Camera coordinates in provided data

CorneliusHsiao commented 2 years ago

Hi,

Great work! I am performing some test on my own dataset using your pre-trained model, but it outputs a total blank. I found your camera coordinate is different from mine. Can you explain per my confusion below? Much thanks.

I have your cameras.npz in validation_2 folder visualized here. Figure_1

Is your coordinate left-handed or right-handed? And does it follow OpenCV convention or OpenGL convention?
Is your look-at vector [0, 0, -1]?

I appreciate to your explanation.

CorneliusHsiao commented 2 years ago

I figured these out. The only issue remaining is: there is a hole left at the same center of face. Is there any configuration regarding this?

ken2576 commented 2 years ago

Hi Sorry for the late reply. IIRC, we are using OpenCV convention and it's right-handed. look-at vector should be [0, 0, 1] to the front of the camera.

For the case you showed, it seems like the near plane is not decided correctly. We use the average baseline between human eyes to estimate the depth and thus decide the near/far plane.

If you are using COLMAP, then you can use the following code to convert it into a canonical coordinate system.

convert_canonical_realdata.py https://gist.github.com/ken2576/3d2e5983660915d807276e818a529793

read_write_depth.py https://gist.github.com/ken2576/29bc6aad4f0222c939f25c217830a3cc

colmap_read_model.py https://gist.github.com/ken2576/2b70dc12275fbfd650054cb7bb5e0779

Please let me know if you have other questions. You might need to modify part of the code if your format is different.

CorneliusHsiao commented 2 years ago

Thanks. I have managed to change the depth of ray sampling here to enlarge the range, but there is no difference from the last testing. Can I assume that the volume did not cover this large when you trained your model? Therefore, the only way to solve this is to re-train with my new dataset?

ken2576 commented 2 years ago

I am not sure what the baseline of your input is. It is possible that self-occlusion is too severe such that it becomes difficult for the network to reconstruct the face. The input should also contain one frontal face image with 4 other images having good enough overlaps.

prraoo commented 2 years ago

I figured these out. The only issue remaining is: there is a hole left at the same center of the face. Is there any configuration regarding this?

@CorneliusHsiao could you let me know what were changes you did to make this work? Because I am in a similar situation as you, i.e., getting a blank image during inference. I am using the pre-trained model and with my own dataset.

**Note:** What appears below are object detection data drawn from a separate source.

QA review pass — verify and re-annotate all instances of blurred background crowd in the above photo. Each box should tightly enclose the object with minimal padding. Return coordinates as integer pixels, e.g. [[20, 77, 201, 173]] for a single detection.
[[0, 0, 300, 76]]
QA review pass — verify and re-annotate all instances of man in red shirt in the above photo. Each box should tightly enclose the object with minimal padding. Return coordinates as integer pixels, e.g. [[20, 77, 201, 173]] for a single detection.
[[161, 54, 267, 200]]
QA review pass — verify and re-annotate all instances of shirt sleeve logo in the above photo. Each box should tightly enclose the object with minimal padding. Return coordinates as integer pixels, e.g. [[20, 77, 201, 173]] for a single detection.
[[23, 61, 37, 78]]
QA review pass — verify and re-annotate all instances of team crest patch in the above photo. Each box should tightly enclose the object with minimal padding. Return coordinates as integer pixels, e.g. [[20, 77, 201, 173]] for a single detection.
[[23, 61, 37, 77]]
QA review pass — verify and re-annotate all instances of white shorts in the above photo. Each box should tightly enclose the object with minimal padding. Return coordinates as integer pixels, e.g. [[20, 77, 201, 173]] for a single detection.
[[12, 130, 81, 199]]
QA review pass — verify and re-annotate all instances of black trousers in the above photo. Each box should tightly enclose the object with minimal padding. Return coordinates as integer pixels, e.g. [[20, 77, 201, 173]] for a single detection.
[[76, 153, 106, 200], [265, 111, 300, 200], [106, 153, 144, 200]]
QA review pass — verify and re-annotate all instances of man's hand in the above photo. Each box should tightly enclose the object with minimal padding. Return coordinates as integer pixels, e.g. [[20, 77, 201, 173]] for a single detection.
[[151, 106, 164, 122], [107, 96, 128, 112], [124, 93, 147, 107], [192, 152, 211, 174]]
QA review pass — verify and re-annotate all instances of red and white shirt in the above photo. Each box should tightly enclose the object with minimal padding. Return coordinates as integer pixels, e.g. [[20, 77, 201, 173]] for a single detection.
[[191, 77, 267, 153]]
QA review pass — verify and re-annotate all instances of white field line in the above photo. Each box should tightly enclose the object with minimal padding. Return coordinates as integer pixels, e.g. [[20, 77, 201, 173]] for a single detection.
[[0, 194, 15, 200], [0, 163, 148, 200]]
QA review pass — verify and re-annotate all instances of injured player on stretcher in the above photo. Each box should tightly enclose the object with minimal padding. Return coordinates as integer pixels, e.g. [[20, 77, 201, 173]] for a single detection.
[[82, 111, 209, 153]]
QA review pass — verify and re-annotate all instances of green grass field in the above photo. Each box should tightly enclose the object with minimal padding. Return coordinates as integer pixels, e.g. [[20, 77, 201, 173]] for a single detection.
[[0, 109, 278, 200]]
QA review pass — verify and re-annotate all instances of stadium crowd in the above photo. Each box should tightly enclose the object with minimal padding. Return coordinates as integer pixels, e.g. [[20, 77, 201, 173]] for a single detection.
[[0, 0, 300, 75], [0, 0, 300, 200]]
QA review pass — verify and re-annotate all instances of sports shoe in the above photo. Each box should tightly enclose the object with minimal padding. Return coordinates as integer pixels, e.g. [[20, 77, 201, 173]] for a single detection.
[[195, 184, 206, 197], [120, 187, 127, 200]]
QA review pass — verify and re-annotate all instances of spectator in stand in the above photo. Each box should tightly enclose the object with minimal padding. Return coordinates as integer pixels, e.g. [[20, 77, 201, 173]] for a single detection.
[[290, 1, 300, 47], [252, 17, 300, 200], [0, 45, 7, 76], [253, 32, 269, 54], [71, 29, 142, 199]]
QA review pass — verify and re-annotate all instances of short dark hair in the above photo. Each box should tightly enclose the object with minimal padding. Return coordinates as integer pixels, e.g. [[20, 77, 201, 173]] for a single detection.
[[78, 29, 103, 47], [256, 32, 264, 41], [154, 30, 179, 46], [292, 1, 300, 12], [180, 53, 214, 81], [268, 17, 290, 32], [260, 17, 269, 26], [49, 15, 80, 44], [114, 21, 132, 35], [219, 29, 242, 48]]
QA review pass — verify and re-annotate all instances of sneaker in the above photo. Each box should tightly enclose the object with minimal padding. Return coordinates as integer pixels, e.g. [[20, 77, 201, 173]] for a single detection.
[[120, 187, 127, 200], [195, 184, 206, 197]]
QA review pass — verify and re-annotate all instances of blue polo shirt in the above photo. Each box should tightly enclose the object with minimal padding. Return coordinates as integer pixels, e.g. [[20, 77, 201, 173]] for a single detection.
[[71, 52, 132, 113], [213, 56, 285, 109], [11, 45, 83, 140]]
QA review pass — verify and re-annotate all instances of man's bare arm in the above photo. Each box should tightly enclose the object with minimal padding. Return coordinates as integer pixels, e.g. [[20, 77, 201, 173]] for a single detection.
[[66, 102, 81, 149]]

CorneliusHsiao commented 2 years ago

It seems I still have some issue in coord alignment which leads to the hole at the center. The issue I had at the very beginning was input camera coord system. After conversion from c2w to w2c, I found their cams seem to look at +Y, so I rotate all cams. Their COLMAP conversion script worked to get me a result looking bottom-up.

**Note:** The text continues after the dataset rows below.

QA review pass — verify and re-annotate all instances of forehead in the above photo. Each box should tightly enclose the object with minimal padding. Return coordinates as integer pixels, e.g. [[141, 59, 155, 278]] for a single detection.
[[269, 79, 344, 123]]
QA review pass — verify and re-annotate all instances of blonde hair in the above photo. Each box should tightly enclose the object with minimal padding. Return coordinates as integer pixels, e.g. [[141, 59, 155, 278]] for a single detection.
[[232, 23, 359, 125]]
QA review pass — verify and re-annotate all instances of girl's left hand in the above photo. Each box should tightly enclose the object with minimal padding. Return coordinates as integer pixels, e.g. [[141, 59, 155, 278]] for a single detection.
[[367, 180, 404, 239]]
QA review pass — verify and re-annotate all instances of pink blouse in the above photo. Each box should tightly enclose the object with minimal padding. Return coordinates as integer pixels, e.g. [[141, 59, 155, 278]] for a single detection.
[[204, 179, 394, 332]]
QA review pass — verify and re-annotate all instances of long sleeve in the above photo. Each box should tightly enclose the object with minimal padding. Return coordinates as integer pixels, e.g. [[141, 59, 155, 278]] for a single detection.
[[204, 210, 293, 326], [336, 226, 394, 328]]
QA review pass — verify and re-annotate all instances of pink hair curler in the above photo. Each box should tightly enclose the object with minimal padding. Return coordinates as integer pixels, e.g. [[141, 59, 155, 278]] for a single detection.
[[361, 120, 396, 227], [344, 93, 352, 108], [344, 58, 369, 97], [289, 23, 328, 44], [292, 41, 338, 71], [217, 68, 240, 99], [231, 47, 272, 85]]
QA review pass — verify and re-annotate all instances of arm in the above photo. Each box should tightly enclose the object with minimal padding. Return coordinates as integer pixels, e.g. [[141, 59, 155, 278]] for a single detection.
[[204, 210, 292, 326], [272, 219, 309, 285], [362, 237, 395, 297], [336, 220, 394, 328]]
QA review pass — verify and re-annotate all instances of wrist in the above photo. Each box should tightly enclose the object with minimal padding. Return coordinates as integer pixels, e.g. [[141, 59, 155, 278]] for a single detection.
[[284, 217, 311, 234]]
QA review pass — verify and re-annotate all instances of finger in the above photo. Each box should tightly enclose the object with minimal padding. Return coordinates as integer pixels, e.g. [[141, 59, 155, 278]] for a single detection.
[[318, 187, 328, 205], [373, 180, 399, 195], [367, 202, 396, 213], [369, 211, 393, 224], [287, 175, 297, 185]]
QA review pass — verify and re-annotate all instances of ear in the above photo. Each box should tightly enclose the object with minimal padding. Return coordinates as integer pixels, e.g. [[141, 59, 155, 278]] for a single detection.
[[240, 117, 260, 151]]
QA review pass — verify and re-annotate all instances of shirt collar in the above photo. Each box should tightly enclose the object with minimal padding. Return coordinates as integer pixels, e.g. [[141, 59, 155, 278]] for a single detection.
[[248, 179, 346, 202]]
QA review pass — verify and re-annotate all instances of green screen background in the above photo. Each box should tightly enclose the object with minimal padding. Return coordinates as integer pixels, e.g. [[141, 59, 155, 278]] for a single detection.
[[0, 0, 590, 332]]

I figured these out. The only issue remaining is: there is a hole left at the same center of the face. Is there any configuration regarding this?

@CorneliusHsiao could you let me know what were changes you did to make this work? Because I am in a similar situation as you, i.e., getting a blank image during inference. I am using the pre-trained model and with my own dataset.

prraoo commented 2 years ago

Their COLMAP conversion script worked to get me a result looking bottom-up.

Thanks for this heads up. I had used the COLMAP script as well and somehow it does seem to be doing right. And I get this as the result.

Just curious as to how does your projection plot looks like when you run the COLMAP? I starting to suspect that it is just some scale issue from my side. This is how it looks on with scale =100

CorneliusHsiao commented 2 years ago

Mine looks like this.

Make sure frontal_id in their COLMAP conversion script is set correctly.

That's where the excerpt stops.